Strain Effect on Transmission in Graphene Laser Barrier

TL;DR

This paper explores how strain along different directions affects electron tunneling in a graphene laser barrier, revealing directional dependence, oscillatory behavior, and resonance phenomena in transmission properties.

Contribution

It provides a detailed analysis of strain effects on Dirac fermion tunneling in graphene barriers using Floquet theory, highlighting directional and amplitude-dependent transmission features.

Findings

Transmission decreases with smaller barrier width in the unstrained case.

Strain reduces the number of oscillations in transmission channels.

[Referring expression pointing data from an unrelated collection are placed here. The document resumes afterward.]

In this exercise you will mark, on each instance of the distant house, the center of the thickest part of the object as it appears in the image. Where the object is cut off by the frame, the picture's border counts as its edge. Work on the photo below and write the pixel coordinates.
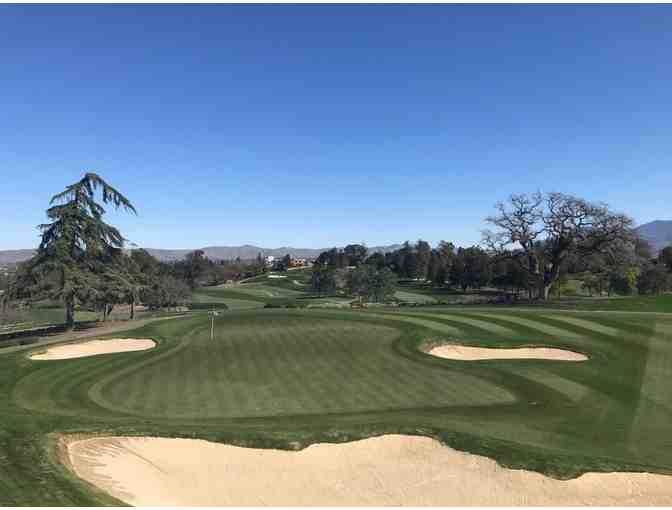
(298, 262)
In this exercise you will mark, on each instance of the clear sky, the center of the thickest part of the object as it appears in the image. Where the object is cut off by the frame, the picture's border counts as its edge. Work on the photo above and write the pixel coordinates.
(314, 126)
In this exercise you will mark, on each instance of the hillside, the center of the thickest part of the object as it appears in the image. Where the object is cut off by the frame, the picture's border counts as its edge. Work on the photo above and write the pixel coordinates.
(658, 233)
(212, 252)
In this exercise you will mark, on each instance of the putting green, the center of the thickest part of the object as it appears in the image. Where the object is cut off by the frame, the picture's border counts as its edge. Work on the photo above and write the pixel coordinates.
(288, 378)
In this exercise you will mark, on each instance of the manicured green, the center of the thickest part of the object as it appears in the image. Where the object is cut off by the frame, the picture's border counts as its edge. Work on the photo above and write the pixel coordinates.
(287, 378)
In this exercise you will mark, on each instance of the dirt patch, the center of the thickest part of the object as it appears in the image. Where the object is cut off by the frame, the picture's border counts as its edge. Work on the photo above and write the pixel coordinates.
(383, 471)
(93, 348)
(467, 353)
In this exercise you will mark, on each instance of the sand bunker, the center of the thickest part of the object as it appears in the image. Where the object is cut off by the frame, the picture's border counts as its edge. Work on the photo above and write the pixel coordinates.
(93, 348)
(465, 353)
(387, 470)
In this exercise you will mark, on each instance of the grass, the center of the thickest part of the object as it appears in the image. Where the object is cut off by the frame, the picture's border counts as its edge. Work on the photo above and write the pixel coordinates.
(287, 378)
(40, 315)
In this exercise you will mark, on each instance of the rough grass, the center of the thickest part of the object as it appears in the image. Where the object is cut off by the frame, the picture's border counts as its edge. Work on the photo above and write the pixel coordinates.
(286, 378)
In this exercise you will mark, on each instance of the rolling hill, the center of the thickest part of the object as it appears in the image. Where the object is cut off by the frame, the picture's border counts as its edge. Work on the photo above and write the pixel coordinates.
(212, 252)
(658, 233)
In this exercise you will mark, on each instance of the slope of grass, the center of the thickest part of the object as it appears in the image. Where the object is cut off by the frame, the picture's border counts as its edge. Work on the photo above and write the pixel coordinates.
(286, 378)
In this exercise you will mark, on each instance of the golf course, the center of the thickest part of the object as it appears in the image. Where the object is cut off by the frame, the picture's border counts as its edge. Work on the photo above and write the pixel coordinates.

Fano resonances appear with changes in laser amplitude and frequency.

Abstract

We investigate the strain effect along armchair and zigzag directions on the tunneling transport of Dirac fermions in graphene laser barrier through a time dependent potential along y-axis. Our system is composed of three regions and the central one is subjected to a deformation of strength S. Based on Dirac equation and the Floquet approach, we determine the eigenvalues and eigenspinors for each region. Using the boundary conditions at interfaces together with the transfer matrix method we identify the transmission in the different Floquet sideband states as function of the physical parameters. In the strainless case, we show that the transmisson of central band decreases for smaller values of the barrier width and rapidly oscillates with different amplitude for larger ones. Whereas the transmission for the first sidebands increases from zero and shows a damped oscillatory profile. It is found that the number of oscillations in all transmission channels reduces with increasing the strength of armchair strain but becomes more important by switching the deformation to zigzag. Moreover, it is observed the appearance of Fano type resonance peaks by altering the amplitude and the frequency of the laser field.